The “Mononuclear Oncogenesis” hypothesis, while offering a novel perspective at the time of publication, presents a view of cancer origin that has been largely superseded or significantly reinterpreted by post-2010 research. The book’s central tenet, that BMMNCs directly transform into malignant stem cells that form the primary tumor, finds limited direct support in the current scientific consensus on the cellular origin of most solid tumors. While the hypothesis is bold, it remains largely speculative in its claim of a universal bone marrow origin for all solid tumors, a point that lacks robust lineage-tracing evidence the gold standard for definitively identifying the cell of origin in modern oncology required by contemporary standards.

However, it is important to acknowledge that certain elements of this hypothesis resonate with the contemporary understanding of the TME. The book’s emphasis on the role of chronic inflammation, formation of isolated microcavities, and an aggressive, oxygen-deprived environment aligns with current knowledge regarding the critical factors that promote tumor development and progression. The concepts of epigenetic changes and altered gene expression in cancer cells are well-established areas of research. Furthermore, the book’s focus on mononuclear cells (promonocytes and monocytes) as key players is partially supported by extensive research on TAMs, which are derived from monocytes and play crucial roles in tumor biology.

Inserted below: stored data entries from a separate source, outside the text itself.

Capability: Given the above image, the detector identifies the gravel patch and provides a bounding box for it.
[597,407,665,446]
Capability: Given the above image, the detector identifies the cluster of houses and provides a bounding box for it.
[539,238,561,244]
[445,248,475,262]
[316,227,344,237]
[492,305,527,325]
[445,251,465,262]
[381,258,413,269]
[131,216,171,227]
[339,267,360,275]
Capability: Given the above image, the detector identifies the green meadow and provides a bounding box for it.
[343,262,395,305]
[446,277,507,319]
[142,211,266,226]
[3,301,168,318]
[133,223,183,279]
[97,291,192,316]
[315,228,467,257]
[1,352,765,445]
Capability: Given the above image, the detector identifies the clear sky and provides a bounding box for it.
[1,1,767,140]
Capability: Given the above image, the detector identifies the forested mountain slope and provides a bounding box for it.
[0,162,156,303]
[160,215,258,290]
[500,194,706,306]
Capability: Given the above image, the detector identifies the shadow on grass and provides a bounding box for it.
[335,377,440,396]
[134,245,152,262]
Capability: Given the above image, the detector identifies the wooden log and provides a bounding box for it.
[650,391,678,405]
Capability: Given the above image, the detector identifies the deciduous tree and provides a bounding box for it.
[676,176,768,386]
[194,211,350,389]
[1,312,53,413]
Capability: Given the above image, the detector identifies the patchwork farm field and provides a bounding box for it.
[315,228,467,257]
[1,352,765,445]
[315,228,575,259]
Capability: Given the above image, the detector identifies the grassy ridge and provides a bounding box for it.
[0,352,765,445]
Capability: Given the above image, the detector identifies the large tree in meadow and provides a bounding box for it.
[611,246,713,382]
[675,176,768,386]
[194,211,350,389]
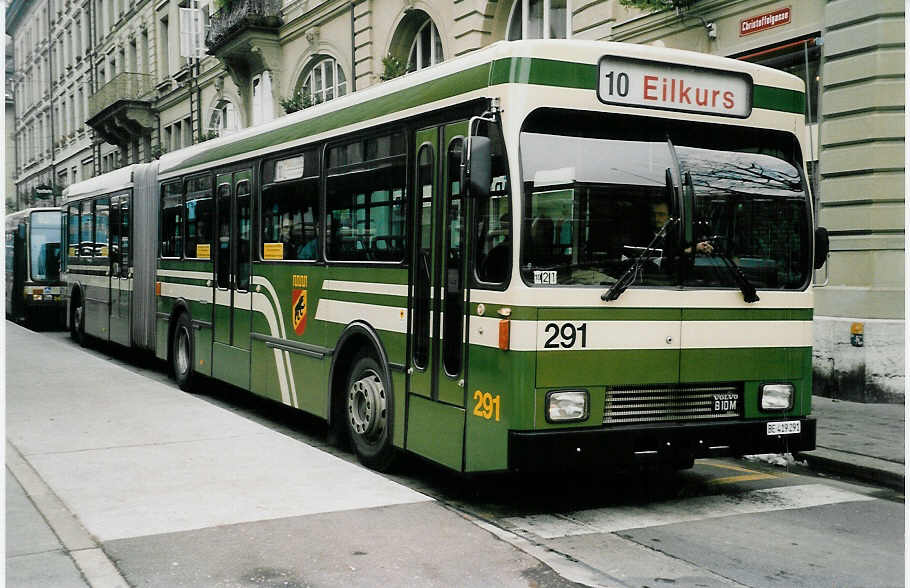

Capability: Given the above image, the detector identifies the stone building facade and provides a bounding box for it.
[7,0,904,401]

The primary divergence between the “Mononuclear Oncogenesis” hypothesis and contemporary oncology research lies in the ultimate fate of these mononuclear cells. Shalin and Keskinov proposed a direct malignant transformation into tumor-initiating cells. In contrast, modern oncology research, while acknowledging the remarkable plasticity of BMDCs, largely positions them as crucial components of the tumor stroma and immune infiltrates of tumors. They influence tumor behavior through complex paracrine signaling, immune modulation, and structural support rather than undergoing direct transformation into malignant cells. It is also worth noting alternative hypotheses for BMDC involvement, such as the Cell Fusion Theory, which posits that BMDCs might fuse with existing tumor cells, contributing to their plasticity and metastatic potential without undergoing direct malignant transformation.¹¹ The idea of a somatic cell returning to an embryonic state during mitosis as a mechanism for malignant transformation, while conceptually interesting and touching upon modern concepts of dedifferentiation and CSC plasticity, is not a widely accepted or mechanistically detailed explanation in oncology. It should be noted that the evidence for such a “return to embryonic state” remains largely theoretical and lacks direct experimental validation in the context of mononuclear-to-epithelial transformation in humans.

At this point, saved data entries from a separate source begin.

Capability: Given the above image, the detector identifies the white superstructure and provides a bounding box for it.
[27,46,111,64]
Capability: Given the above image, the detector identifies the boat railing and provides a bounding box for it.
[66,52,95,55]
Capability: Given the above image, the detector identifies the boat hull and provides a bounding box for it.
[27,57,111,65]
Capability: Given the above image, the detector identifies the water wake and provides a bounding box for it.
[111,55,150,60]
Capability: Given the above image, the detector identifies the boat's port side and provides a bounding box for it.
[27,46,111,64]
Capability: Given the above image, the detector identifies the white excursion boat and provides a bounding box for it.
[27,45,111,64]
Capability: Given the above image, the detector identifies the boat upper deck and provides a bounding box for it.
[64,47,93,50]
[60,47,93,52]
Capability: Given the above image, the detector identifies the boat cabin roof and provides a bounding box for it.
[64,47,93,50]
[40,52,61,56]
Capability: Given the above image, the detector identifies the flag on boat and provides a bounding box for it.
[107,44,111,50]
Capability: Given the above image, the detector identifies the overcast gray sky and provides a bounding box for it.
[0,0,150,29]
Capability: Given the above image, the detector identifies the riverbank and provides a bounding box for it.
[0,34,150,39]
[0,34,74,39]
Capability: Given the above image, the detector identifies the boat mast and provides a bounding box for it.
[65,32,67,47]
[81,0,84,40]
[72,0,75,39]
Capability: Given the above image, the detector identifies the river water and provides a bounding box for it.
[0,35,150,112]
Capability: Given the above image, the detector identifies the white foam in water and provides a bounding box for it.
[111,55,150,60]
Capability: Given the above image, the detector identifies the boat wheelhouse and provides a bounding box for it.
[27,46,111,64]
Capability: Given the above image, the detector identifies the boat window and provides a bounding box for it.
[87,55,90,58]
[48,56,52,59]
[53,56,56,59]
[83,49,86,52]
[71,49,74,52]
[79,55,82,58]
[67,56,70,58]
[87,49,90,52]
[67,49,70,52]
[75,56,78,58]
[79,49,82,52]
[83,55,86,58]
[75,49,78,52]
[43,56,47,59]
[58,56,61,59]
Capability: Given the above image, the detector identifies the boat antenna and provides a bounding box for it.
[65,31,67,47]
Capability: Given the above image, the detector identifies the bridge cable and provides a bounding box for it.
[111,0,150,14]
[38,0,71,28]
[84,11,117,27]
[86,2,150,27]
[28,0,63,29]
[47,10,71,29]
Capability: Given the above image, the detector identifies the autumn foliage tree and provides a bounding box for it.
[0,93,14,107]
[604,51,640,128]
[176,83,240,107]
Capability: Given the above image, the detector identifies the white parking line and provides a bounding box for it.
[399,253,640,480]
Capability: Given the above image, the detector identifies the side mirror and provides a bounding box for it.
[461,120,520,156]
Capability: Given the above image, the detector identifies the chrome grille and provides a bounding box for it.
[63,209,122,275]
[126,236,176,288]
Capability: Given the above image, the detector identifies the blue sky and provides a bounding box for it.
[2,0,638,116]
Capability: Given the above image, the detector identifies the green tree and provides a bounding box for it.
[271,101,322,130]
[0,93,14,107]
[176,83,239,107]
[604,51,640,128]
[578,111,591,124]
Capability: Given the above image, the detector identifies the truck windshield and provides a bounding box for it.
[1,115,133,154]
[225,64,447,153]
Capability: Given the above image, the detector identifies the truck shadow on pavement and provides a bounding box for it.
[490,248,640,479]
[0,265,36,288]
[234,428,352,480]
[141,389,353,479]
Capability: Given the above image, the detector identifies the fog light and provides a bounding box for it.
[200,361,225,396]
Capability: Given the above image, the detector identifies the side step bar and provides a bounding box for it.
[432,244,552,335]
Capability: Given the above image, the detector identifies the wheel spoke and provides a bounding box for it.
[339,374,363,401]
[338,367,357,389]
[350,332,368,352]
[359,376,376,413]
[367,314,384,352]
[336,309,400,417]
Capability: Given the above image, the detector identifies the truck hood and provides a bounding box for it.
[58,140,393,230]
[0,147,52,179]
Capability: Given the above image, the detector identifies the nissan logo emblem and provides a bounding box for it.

The “Mononuclear Oncogenesis” hypothesis, as articulated in the 2010 book by Shalin and Keskinov, offers a distinctive perspective on cancer etiology, particularly through its emphasis on BMMNCs and the profound influence of the TME. While the book accurately identifies several factors now recognized as critical in cancer progression, such as chronic inflammation and the pivotal role of the microenvironment, its central claim of the direct malignant transformation of mononuclear cells into tumor-initiating cells for solid tumors is not strongly supported by the majority of post-2010 research. Current scientific understanding largely views BMDCs, including monocytes, as significant contributors to the TME, where they foster tumor growth and metastasis, but not as the direct cellular origin of malignant epithelial cells themselves. Therefore, while the book’s insights into microenvironmental influences on cancer remain relevant, its core hypothesis regarding the direct origin of malignant cells from mononuclear cells requires significant re-evaluation in light of contemporary oncology research findings.